Aujourd'hui, c'est l'ouverture de la Coupe du monde de football ! Au-delà de l'engouement populaire international qu'il suscite, cet événement sportif présente aussi un risque fort de dérapages et de violences racistes. Décryptage.

Par Marc Knobel, Directeur des Etudes au Crif 

La fédération internationale de football (FIFA) craint des manifestations à caractère raciste pendant les rencontres de la 21e Coupe du monde de football en Russie qui se jouera du 14 juin au 15 juillet.
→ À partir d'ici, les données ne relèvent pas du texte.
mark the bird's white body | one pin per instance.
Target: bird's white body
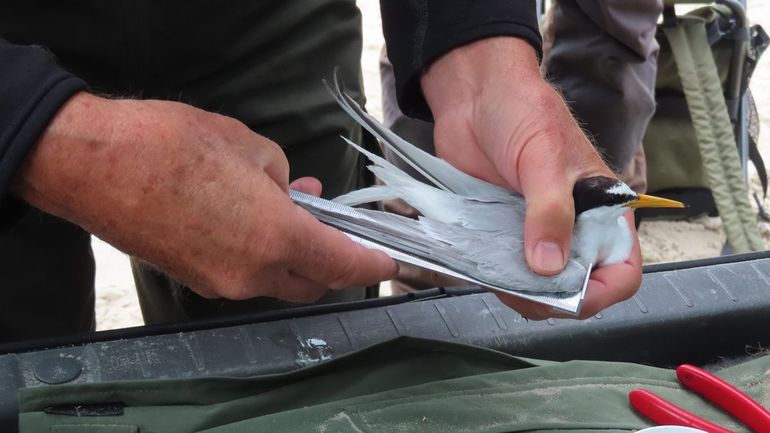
(473, 226)
(601, 236)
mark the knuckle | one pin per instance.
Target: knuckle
(343, 272)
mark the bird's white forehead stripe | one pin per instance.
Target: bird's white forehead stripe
(621, 189)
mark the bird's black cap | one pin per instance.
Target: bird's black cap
(596, 191)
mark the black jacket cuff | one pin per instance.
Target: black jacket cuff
(32, 90)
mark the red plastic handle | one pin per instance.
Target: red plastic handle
(664, 413)
(726, 396)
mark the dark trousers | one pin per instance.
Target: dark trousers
(260, 61)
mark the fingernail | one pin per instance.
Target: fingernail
(548, 257)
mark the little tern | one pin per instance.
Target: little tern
(477, 228)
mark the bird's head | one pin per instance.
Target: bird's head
(600, 202)
(613, 197)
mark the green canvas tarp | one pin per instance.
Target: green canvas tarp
(402, 385)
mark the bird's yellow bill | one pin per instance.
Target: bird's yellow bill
(645, 200)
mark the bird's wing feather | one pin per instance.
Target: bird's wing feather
(439, 172)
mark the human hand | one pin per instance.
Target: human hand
(499, 120)
(194, 193)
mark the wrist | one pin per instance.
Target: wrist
(464, 73)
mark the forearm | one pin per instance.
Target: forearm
(418, 34)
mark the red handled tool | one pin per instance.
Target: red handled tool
(711, 388)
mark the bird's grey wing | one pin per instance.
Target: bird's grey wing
(434, 203)
(404, 234)
(496, 257)
(439, 172)
(368, 195)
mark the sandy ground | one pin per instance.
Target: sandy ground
(661, 241)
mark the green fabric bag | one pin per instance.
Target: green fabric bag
(693, 144)
(670, 143)
(403, 385)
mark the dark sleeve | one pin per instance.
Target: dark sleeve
(32, 89)
(417, 32)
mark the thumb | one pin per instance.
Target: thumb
(550, 213)
(308, 185)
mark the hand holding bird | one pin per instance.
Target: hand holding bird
(503, 123)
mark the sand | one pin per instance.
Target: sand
(662, 241)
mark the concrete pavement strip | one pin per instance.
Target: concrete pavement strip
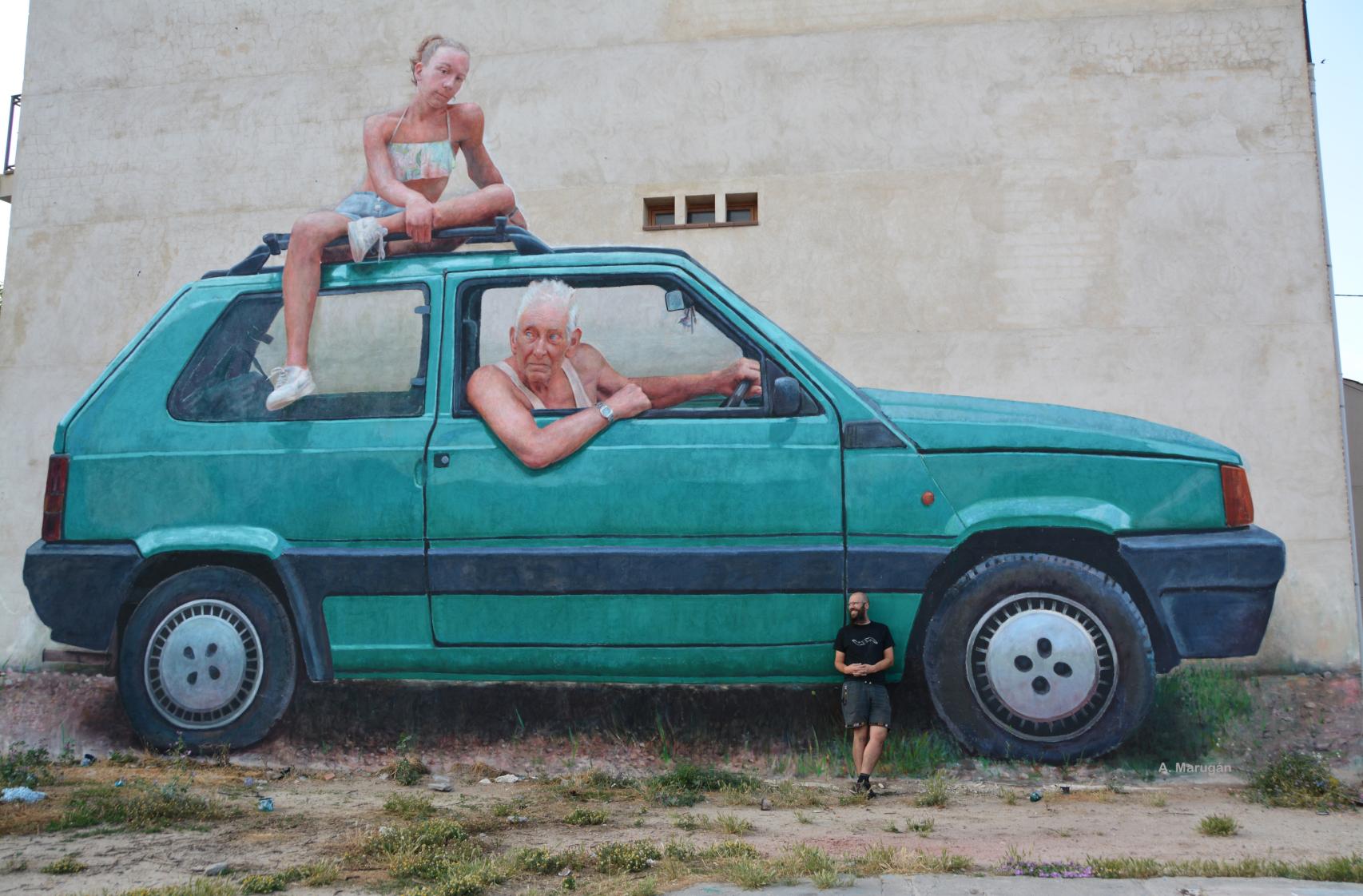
(963, 886)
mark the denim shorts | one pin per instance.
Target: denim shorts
(864, 703)
(367, 204)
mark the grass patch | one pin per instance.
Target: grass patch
(424, 835)
(691, 823)
(1218, 826)
(586, 817)
(1193, 707)
(1347, 869)
(619, 858)
(733, 826)
(315, 874)
(409, 808)
(141, 805)
(936, 793)
(201, 886)
(66, 865)
(888, 859)
(1017, 865)
(1297, 780)
(22, 766)
(596, 786)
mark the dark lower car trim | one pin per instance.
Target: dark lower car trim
(1214, 591)
(78, 587)
(671, 569)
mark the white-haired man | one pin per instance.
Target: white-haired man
(550, 367)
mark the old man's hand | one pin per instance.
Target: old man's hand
(729, 378)
(629, 401)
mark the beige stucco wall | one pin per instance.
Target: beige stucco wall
(1107, 203)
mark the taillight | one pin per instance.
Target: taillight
(55, 498)
(1235, 494)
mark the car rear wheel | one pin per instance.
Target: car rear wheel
(1039, 656)
(208, 658)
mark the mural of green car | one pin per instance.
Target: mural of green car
(1042, 563)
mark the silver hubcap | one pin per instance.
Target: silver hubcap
(204, 664)
(1042, 666)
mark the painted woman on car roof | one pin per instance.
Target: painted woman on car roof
(409, 156)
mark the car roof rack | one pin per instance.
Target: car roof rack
(272, 244)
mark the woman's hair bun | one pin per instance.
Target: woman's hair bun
(428, 46)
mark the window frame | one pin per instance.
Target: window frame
(209, 337)
(472, 291)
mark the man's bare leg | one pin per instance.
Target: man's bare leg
(859, 739)
(303, 278)
(871, 752)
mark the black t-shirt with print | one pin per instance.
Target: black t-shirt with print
(864, 644)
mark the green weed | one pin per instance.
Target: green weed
(936, 793)
(1193, 707)
(26, 767)
(618, 858)
(586, 817)
(139, 805)
(66, 865)
(1297, 780)
(1218, 826)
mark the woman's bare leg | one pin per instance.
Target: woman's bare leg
(463, 212)
(303, 278)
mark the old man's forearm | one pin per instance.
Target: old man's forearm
(666, 391)
(559, 438)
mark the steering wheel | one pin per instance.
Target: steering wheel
(739, 394)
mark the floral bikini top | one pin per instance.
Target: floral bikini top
(422, 161)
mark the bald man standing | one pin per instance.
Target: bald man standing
(863, 650)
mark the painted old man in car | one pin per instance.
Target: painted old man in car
(551, 368)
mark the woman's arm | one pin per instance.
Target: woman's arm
(483, 170)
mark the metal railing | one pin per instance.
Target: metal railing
(9, 133)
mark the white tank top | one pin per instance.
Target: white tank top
(579, 395)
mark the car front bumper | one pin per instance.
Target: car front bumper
(1212, 591)
(78, 587)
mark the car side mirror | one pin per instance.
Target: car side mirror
(785, 397)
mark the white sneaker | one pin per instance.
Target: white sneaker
(364, 233)
(289, 386)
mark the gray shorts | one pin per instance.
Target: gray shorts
(864, 703)
(367, 204)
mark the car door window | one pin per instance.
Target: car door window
(635, 326)
(367, 353)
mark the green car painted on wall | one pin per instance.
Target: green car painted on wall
(1040, 563)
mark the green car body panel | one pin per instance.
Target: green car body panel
(670, 549)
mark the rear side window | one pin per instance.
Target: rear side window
(368, 357)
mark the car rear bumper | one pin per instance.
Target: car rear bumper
(78, 587)
(1212, 591)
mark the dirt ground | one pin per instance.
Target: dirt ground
(324, 775)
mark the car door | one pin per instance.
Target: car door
(690, 544)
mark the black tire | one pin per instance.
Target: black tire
(224, 664)
(1040, 658)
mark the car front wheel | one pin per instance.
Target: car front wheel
(208, 658)
(1039, 656)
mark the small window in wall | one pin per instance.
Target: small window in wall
(741, 208)
(660, 212)
(700, 208)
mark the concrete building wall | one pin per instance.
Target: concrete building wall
(1106, 203)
Pourquoi ?

« Le Mondial 2018 sera un festival de violence. » C’est ce que promettait un hooligan russe dans un reportage diffusé par la BBC, intitulé «Le monde secret du hooliganisme russe (1)». Plusieurs de ces supporteurs violents assuraient que de nombreux incidents auront lieu pendant la compétition. «Pour certains, ce sera le festival du football, pour d’autres, celui de la violence», met en garde l’un d’eux, le visage dissimulé.

Voilà donc l’angoisse des autorités russes, peut-être la plus importante parce que potentiellement la plus visible. Des cris de singe accompagnent souvent les matchs du championnat russe (2). Ils s’entendent lorsque l’on regarde les matchs de foot à la télé. Par exemple, l’ONG Football Against Racism in Europe (en abrégé, FARE) (3) a recensé pas moins de 89 incidents racistes autour des matchs en Russie sur la saison 2016/2017 (4). Le dernier en date a eu une résonance internationale parce qu’il avait eu lieu pendant la rencontre amicale du mois de mars 2018 entre la Russie et la France. Lors du match, des photographes français ont assuré avoir entendu des cris racistes lorsque le footballeur français Ousmane Dembélé touchait le ballon (5). Au final, la fédération russe avait alors écopé d'une amende de 30.000 francs suisses (environ 25.000 euros), annonce faite par la FIFA.

Les autorités ont pris les choses en main, dit-on en Russie. En attendant, des annonces ont été faites. Résumons-les :

- Des observateurs seront présents dans les stades pour tirer la sonnette d'alarme à la moindre manifestation de racisme de la part du public.

- Si des incidents surviennent lors d'un match, les preuves collectées par les observateurs seront transmises à la commission de discipline de la FIFA. La FIFA prendra les mesures qui s'imposent après analyse des éléments mis à sa disposition.

- Les observateurs aideront également le personnel de sécurité, avec lesquels ils sont en contact direct, à résoudre les incidents avant et pendant les matchs.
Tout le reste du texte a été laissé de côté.